School makeup days discussed

Published 8:52 am Wednesday, February 21, 2018

Charles Berkley

Administration with Lunenburg County Public Schools (LCPS) and members of the Lunenburg County Board of Supervisors discussed the division’s makeup-day policies relating to inclement-weather cancellations during the board’s monthly meeting Feb. 8.

Brown’s Store District Supervisor Mike Hankins posed a question about the number of days missed in 2018. LCPS Superintendent Charles Berkley said the division has missed seven full days as a result of inclement weather which included snowfall and ice on the roadways.

Berkley said that the division used Presidents’ Day, originally slated to be a holiday, as a makeup day.

“One day?” Hankins asked about the makeup schedule. “We’ll make up one day,” Berkley said.

“We had some hours built in,” Berkley said. “It’s not based on the number of days of school attendance, it’s based on the number of hours.”

Berkley said the division has more than 1,200 hours built in for the school year.

“We still have ample teaching time available,” Berkley said.

Meherrin River District Supervisor Robert Zava asked about the minimum amount of hours a division would need to operate for the school year.

Berkley said the minimum would be 990 hours, and he said the division aims to exceed that minimum.

“We always try to have way more than that,” Berkley said.

Virginia State Code § 22.1-98 cites that “the length of every school’s term in every school division shall be at least 180 teaching days or 990 teaching hours in any school year.”
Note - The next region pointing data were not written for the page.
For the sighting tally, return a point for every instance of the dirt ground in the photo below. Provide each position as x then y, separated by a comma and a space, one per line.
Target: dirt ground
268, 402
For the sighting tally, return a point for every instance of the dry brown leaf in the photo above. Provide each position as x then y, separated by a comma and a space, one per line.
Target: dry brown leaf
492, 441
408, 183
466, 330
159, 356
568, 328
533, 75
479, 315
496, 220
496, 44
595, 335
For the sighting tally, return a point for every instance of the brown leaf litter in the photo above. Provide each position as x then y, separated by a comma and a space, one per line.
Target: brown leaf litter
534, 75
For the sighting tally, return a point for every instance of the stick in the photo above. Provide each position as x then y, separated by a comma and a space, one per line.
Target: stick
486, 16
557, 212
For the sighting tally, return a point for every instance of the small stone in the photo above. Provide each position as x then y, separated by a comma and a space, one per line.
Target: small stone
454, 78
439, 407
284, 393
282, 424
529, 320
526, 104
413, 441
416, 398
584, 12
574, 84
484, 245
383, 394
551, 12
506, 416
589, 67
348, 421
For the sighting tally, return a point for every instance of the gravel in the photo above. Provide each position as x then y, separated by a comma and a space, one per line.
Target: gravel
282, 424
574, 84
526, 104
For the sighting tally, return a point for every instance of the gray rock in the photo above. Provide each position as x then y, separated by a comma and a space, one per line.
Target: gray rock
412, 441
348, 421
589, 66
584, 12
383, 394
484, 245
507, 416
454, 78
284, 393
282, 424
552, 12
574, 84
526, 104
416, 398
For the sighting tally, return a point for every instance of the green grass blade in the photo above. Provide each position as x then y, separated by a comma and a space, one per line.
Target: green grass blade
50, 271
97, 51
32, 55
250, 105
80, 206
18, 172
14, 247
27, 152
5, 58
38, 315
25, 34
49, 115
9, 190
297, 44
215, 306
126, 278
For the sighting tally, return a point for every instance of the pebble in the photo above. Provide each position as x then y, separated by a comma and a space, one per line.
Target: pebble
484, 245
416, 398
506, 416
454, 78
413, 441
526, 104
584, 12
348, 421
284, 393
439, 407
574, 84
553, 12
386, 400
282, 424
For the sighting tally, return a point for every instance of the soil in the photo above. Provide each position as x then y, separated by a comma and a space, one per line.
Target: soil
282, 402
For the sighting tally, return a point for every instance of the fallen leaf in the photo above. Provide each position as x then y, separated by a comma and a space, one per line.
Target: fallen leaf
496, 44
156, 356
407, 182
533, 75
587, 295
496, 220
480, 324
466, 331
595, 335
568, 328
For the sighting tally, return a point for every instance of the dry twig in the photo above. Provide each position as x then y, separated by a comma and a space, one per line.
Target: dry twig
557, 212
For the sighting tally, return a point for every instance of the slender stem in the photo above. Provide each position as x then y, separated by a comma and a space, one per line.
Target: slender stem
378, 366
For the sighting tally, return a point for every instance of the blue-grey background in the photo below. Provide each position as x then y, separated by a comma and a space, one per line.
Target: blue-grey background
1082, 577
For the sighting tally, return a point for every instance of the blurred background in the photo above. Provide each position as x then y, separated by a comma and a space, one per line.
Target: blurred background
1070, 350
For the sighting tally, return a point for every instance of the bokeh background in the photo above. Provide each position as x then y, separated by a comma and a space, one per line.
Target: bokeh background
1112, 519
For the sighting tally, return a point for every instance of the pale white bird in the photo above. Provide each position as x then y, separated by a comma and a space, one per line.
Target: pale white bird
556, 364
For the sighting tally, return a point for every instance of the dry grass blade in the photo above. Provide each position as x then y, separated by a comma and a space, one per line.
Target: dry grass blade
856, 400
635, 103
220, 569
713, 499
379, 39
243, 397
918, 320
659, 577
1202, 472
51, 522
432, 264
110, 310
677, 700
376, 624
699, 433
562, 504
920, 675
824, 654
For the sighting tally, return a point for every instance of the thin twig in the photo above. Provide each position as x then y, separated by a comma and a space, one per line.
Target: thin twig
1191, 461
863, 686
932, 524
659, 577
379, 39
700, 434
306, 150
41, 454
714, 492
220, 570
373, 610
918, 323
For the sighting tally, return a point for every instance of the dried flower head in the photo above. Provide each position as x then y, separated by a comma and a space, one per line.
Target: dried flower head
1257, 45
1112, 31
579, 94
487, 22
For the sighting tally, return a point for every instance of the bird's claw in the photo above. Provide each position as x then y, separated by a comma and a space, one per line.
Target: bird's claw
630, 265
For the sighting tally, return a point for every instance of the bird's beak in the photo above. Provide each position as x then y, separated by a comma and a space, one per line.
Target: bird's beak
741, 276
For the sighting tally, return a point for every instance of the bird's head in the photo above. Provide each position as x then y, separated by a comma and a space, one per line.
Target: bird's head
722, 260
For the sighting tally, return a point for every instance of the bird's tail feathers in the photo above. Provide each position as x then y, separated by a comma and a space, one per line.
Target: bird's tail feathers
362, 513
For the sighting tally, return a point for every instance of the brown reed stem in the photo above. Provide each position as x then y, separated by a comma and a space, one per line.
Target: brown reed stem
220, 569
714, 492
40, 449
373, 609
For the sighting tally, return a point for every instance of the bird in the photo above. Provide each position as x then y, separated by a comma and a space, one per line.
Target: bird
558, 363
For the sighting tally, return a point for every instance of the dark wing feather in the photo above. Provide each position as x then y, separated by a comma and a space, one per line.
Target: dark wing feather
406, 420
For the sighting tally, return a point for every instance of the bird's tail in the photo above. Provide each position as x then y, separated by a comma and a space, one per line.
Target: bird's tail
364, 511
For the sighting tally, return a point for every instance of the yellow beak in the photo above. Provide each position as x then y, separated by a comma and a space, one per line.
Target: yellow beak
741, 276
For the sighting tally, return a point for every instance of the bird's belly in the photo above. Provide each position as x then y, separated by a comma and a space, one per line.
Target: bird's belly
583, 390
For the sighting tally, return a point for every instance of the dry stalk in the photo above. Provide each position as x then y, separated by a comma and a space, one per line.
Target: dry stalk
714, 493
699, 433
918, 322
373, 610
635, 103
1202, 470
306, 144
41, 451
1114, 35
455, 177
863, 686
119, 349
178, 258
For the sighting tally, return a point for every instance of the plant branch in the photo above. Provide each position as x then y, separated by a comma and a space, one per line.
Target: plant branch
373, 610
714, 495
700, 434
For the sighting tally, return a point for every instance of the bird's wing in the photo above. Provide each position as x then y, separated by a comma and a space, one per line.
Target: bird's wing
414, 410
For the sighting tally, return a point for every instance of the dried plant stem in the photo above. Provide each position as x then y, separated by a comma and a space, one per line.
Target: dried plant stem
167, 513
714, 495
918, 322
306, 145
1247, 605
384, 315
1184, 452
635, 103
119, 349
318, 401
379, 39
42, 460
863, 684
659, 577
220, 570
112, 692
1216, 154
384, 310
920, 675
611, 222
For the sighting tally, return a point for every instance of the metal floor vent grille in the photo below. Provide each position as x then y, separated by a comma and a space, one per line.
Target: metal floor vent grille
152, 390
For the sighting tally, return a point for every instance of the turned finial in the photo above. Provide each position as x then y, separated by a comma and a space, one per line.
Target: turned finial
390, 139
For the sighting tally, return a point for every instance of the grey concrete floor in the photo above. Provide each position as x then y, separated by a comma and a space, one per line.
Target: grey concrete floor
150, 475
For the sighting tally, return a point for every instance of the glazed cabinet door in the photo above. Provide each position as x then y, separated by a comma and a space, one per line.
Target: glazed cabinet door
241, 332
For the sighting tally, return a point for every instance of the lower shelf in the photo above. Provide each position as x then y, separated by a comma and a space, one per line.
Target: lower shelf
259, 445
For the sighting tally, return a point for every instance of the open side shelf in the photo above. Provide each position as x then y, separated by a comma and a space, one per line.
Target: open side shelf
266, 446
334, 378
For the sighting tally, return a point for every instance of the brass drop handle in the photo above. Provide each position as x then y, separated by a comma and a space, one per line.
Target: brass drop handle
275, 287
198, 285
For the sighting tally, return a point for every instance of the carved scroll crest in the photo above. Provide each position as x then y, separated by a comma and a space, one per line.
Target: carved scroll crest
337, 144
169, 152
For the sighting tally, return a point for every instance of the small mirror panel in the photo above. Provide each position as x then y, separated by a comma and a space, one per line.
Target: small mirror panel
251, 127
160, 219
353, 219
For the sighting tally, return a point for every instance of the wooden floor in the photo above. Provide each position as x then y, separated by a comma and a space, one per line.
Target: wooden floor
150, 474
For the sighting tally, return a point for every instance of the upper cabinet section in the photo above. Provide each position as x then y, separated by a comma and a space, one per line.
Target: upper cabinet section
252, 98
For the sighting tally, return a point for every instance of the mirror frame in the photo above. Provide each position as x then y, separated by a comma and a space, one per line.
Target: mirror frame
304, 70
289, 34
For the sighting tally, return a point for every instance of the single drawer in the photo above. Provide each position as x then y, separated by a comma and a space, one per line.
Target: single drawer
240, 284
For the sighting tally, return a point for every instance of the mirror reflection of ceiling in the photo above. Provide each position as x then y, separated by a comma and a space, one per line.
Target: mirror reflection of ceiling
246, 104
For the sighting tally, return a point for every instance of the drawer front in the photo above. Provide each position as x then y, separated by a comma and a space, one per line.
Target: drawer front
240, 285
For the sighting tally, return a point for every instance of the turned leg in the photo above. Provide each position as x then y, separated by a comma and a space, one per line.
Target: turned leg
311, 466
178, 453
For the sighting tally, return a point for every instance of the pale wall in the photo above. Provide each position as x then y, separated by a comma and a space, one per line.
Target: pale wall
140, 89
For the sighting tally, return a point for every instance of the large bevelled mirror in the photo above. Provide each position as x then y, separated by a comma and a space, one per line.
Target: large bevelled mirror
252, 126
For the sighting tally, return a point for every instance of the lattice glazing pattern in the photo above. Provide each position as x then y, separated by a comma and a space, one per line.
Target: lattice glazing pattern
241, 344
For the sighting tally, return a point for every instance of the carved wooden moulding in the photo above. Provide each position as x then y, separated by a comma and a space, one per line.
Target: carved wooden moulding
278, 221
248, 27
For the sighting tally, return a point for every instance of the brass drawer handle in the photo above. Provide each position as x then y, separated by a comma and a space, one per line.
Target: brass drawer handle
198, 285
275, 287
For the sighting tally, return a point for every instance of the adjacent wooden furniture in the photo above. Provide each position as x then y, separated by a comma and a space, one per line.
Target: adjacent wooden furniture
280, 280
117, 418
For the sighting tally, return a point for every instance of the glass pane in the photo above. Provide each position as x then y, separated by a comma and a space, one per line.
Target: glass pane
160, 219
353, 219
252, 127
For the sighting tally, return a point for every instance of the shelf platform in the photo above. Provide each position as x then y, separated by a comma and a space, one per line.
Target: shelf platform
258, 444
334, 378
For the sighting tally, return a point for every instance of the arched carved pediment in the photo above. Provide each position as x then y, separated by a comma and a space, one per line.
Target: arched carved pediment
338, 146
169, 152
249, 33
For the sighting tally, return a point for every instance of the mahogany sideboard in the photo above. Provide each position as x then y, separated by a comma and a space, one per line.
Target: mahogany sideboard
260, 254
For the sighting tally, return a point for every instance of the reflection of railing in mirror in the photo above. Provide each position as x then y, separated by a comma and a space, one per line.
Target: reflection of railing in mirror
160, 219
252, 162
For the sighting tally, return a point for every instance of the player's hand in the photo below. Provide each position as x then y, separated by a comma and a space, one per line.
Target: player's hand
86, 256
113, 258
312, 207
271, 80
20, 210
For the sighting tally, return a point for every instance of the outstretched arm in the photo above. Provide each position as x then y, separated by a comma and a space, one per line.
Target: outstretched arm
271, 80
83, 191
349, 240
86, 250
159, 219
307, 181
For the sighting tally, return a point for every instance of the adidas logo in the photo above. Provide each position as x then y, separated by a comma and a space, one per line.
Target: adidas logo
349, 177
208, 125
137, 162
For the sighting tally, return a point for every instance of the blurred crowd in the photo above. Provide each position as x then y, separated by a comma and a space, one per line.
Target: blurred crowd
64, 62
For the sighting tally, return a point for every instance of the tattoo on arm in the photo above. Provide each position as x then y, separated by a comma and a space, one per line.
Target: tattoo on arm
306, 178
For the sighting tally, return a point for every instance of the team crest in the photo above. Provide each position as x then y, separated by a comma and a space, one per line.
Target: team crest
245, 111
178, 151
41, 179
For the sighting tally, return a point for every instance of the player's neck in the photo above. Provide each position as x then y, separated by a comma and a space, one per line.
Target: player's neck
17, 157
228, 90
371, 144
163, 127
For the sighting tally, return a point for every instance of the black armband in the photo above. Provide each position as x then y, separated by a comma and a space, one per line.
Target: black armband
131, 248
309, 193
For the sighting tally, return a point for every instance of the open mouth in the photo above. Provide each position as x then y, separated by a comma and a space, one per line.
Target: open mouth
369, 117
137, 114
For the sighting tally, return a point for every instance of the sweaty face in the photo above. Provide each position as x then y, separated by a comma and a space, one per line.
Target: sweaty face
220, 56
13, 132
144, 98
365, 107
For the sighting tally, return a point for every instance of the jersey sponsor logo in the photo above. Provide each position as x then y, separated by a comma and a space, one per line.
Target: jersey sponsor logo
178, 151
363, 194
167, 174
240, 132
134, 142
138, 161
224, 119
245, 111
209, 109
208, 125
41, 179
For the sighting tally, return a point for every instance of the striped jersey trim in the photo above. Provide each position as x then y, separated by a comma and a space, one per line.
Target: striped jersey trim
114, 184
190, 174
Divisions that have fewer than 990 hours could face reductions in state funding.

“If the length of the term of any school or the schools in a school division shall be less than 180 teaching days or 990 teaching hours in any school year, the amount paid by the commonwealth from the Basic School Aid Fund shall, except as otherwise hereinafter provided or as otherwise provided by law, be reduced in the same proportion as the length of the school term has been reduced in any school or the schools in the school division from 180 teaching days or 990 teaching hours,” the code cited.

Plymouth District Supervisor T. Wayne Hoover asked about the number of hours for each school day.

“Are they eight-hour days?” Hoover said. “If you miss one, is it considered eight hours of education or nine?”

“Seven and a half,” Berkley said.

He said if weather-related cancellations persist, then it could have an effect on school hours during spring break.

“If we miss a week or so in the near future, it probably will reflect on spring break,” said Berkley, who noted spring break for the division is the first week of April.

Zava asked if the two-percent raise for division staff that was voted into the 2017 fiscal budget had come into effect.

James Abernathy, executive assistant to the superintendent, said the second portion of the raise would go into effect in February.

In an email Monday, Abernathy said that the first one percent of the two-percent raise was given to staff at the beginning of the contract year.